À l’adolescence, ça s’est un peu corsé. T’as coupé tes cheveux pour que ta mère arrêtes de te faire des tresses, et tu déchirais sans remords les jeans que tu portais. Sans faire les 400 coups, il t’arrivait de sortir de chez toi pour te balader dans la ville, la tête en l’air et la clope au bec. Tu séchais les cours, parfois, t’aimais de moins en moins cette école privée, avec ces élèves prétentieux et ces professeurs pincés. En vieillissant encore un peu, il t’arrivait de faire ton sac et de te tirer en hurlant de chez toi, avant de te réfugier chez ton père, où tu passais une semaine, avant que ta mère ne vienne te chercher. C’est à cette époque que tu l’as rencontré. Un étudiant, un peu plus vieux que toi, qui se qualifiait de philosophe des temps modernes. C’est à dire qu’il zonait dans son minuscule studio en slip chaussettes, clope au bec et grosses lunettes. Mais il avait du charme. Beaucoup de charme. C’était un idéaliste et t’avais besoin de ça à l’époque. De quelqu’un qui rêve d’une justice sociale, d’une révolution. Puis t’as commencé des études de lettres, même si ta mère ne voyait pas ça d’un bon oeil. Tu aurais pu faire de l’économie ou de la science, sans aucun soucis. Mais ça te plaisais. Tu passais ton temps entre le studio d’Arthur, l’appartement de ton père, et parfois celui de ta mère. Si elle se faisait des cheveux blancs, ton papa était ravi de ce système. Il avait spécialement rangé son chez lui pour te faire plaisir, et il occupait ses journées entre ses cours à la fac et son potager. Ça aussi ça avait été une sacrée histoire. Il avait fait un cirque pour installer des bacs de terre sur le toit de son immeuble, et ainsi récolter quelques légumes, qui d’après lui, échappaient à la folie capitaliste. On te disais, il est un peu fou ton papa, mais tout le monde l’aimait comme ça.

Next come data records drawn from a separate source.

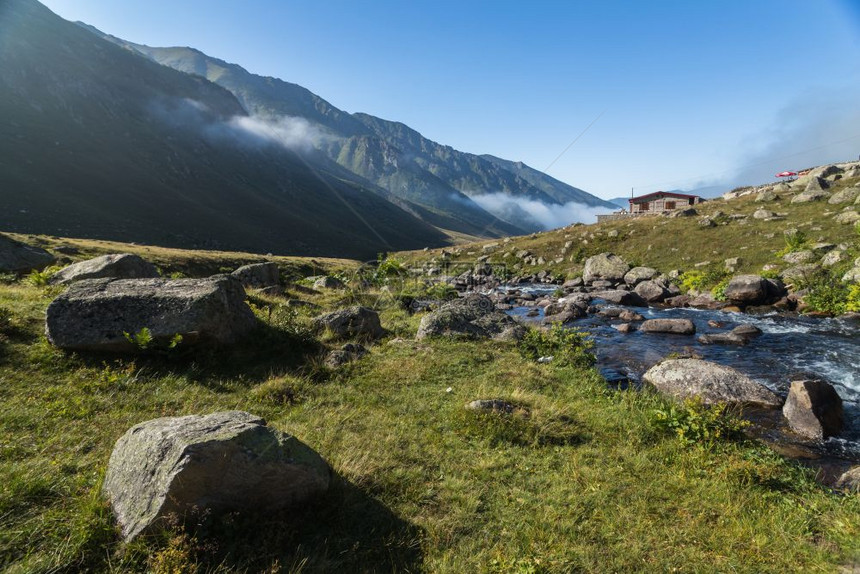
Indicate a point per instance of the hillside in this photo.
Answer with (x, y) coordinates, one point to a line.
(100, 142)
(578, 478)
(752, 224)
(436, 180)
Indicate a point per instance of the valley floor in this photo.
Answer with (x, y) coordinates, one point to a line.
(588, 481)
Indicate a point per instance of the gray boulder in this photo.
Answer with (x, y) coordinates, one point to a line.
(848, 195)
(847, 217)
(618, 297)
(651, 291)
(96, 314)
(746, 289)
(810, 195)
(355, 321)
(258, 275)
(639, 274)
(670, 326)
(228, 461)
(849, 480)
(327, 282)
(798, 257)
(116, 265)
(346, 354)
(766, 195)
(473, 317)
(813, 409)
(17, 257)
(606, 266)
(740, 335)
(713, 383)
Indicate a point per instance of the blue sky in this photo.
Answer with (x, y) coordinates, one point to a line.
(685, 93)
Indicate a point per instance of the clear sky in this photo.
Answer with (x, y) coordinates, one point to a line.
(684, 93)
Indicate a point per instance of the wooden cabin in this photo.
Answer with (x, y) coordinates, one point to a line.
(661, 201)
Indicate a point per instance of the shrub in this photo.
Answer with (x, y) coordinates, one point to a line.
(566, 346)
(694, 422)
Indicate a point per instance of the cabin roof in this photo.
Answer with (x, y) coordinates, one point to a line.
(659, 194)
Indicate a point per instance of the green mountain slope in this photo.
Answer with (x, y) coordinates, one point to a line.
(99, 142)
(436, 180)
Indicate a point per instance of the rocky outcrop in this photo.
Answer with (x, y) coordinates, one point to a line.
(258, 275)
(740, 335)
(472, 317)
(713, 383)
(639, 274)
(327, 282)
(652, 291)
(671, 326)
(116, 265)
(346, 354)
(17, 257)
(813, 409)
(606, 266)
(355, 321)
(849, 480)
(228, 461)
(98, 314)
(618, 297)
(747, 290)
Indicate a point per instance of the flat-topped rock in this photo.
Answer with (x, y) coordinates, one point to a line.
(96, 314)
(227, 461)
(713, 383)
(115, 265)
(17, 257)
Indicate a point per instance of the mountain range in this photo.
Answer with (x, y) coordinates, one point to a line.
(108, 139)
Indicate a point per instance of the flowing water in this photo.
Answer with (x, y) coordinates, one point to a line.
(789, 348)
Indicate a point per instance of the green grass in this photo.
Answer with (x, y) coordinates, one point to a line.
(674, 243)
(582, 480)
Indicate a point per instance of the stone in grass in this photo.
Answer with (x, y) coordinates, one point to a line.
(346, 354)
(713, 383)
(222, 462)
(670, 326)
(813, 409)
(493, 405)
(258, 275)
(355, 321)
(100, 314)
(115, 265)
(17, 257)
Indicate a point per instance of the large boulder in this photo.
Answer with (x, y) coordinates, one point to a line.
(713, 383)
(813, 409)
(472, 317)
(606, 266)
(17, 257)
(810, 195)
(669, 326)
(355, 321)
(115, 265)
(747, 290)
(640, 274)
(848, 195)
(99, 314)
(652, 291)
(740, 335)
(619, 297)
(258, 275)
(227, 461)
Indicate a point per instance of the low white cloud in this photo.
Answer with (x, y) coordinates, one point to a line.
(290, 132)
(549, 216)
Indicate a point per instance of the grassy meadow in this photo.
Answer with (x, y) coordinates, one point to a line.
(579, 479)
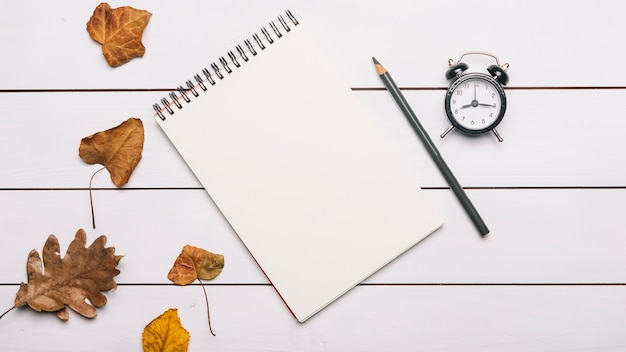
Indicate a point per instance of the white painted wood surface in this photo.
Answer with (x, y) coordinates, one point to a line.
(550, 276)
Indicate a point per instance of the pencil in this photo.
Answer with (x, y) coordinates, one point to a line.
(432, 150)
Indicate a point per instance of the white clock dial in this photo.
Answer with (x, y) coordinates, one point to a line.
(475, 104)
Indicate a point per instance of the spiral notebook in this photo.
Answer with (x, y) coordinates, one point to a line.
(296, 165)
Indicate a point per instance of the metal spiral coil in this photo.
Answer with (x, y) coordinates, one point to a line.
(224, 66)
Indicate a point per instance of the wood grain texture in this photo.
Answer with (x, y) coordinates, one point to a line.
(548, 278)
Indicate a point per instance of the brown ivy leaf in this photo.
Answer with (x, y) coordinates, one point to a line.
(195, 263)
(57, 283)
(119, 31)
(165, 334)
(118, 149)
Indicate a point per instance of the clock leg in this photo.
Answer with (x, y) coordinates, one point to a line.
(447, 131)
(497, 135)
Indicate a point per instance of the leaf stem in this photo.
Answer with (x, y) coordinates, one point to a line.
(93, 217)
(206, 299)
(3, 314)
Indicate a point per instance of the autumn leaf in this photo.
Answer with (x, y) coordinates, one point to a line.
(57, 283)
(165, 334)
(119, 31)
(118, 149)
(195, 263)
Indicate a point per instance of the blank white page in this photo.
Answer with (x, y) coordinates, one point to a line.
(297, 167)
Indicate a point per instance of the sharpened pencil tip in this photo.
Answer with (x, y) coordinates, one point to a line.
(379, 68)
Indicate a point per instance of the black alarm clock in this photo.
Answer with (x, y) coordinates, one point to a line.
(475, 102)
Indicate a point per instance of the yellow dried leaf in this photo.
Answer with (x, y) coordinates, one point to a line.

Après, t’es devenue prof. Ça a été une autre histoire. Ta maman s’est arraché les cheveux cette fois ci. Sa fille, prof ? Le pire, c’est que t’as choisi d’enseigner dans un lycée public. Et de t’installer avec ton Arthur, le philosophe en slip. Même s’il mettait un costume pour aller enseigner à la fac. Vous aviez décidé de pas vous marier, parce que le mariage c’est une bêtise, et que ça veut rien dire. Vous étiez assez complémentaire. Lui semait le bazar, toi tu rangeais tout derrière. Il disait que t’étais psychorigide là dessus, et te félicitais de pas l’être au lit.
Et vous avez eu des gosses aussi. 2, c’est bien comme chiffre, une fille et un garçon, les enfants du bonheur. La première est née en 1997, le second en 1999, vous n’aviez pas envie d’en faire un pour 2000, tout le monde l’a fait. Et seuls les poissons morts nagent dans le sens du courant, vous vous disiez. Puis vous aussi, vous vous êtes séparé. Arthur a été demandé à l’autre bout du pays, et puis vous deux, ça s’était essoufflé. Alors il s’est tiré sans demander son reste quand les enfants avaient respectivement 8 et 6 ans. Ça t’a fait bizarre, de rejouer d’une certaine manière le drame de ton enfance. Mais c’est la vie.